This sporadic series features pop songs that I never heard at the time, but I recently dug up and found to be absolute gems. It pays to do your research.
1. Dusk - Treat me like a good piece of candy (1971, US)
2. Tommy James - Draggin' the line (1971, US)
3. Chi-Lites - A letter to myself (1973, US)
The Chi-Lites - the name reflects their Chicago origins - were most prominent from 1969 to 1975, best known for songs like Oh girl and Have you seen her, but their success was mainly confined to the U.S. Although songs like Have you seen her and Stoned out of my mind (and the song discussed here) were quite listenable, most of the way I'm not convinced they were more than just an average pop-soul vocal group.

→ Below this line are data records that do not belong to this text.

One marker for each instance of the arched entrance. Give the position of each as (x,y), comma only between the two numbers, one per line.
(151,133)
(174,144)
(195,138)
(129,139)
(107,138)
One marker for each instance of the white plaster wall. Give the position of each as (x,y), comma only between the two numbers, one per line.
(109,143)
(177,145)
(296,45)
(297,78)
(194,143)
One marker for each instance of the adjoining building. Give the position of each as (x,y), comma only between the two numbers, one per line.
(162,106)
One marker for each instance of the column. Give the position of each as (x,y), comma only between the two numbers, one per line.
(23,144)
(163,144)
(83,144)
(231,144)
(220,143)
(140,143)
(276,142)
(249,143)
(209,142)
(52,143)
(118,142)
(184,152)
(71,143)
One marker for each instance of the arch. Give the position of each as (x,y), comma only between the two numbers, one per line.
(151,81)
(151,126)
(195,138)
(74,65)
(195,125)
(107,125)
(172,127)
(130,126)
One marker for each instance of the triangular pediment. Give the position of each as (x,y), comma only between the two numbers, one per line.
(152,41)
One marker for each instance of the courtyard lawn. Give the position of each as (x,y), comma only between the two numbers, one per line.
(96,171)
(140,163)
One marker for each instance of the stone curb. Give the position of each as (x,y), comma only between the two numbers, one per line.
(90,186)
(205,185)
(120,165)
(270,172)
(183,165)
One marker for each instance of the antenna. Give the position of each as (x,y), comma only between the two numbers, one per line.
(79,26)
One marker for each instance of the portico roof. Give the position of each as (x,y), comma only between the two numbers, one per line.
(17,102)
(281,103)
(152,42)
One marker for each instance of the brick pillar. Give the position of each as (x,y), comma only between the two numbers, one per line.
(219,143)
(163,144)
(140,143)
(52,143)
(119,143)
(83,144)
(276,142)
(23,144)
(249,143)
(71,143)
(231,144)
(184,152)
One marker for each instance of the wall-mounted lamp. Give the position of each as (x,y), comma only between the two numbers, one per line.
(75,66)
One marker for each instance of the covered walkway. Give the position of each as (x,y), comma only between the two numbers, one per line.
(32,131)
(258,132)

Paul Weller might think otherwise. The last single by the Jam, Beat Surrender, had a somewhat surprising b-side: a very careful, faithful copy of the Chi-Lites' 1974 song Stoned out of my mind. That they - well, Weller - would do this gave some hint as to the direction headed with Weller's next band, Style Council.
A pleasant enough song that, but A letter to myself hits the heights for me in a very lush vocal arrangement that I think was seldom matched for its time. Clearly more pop than soul/r'n'b, the extended spoken-word intro* is definitively hokey - about par for the course for pop gems of the 1970s - but ultimately not very helpful to the song as an integral piece of polished pop music.
*Haven't been able to establish whether Letter's lengthy intro was on the original single - I'm guessing perhaps not, since it extended the song well beyond a radio-friendly length.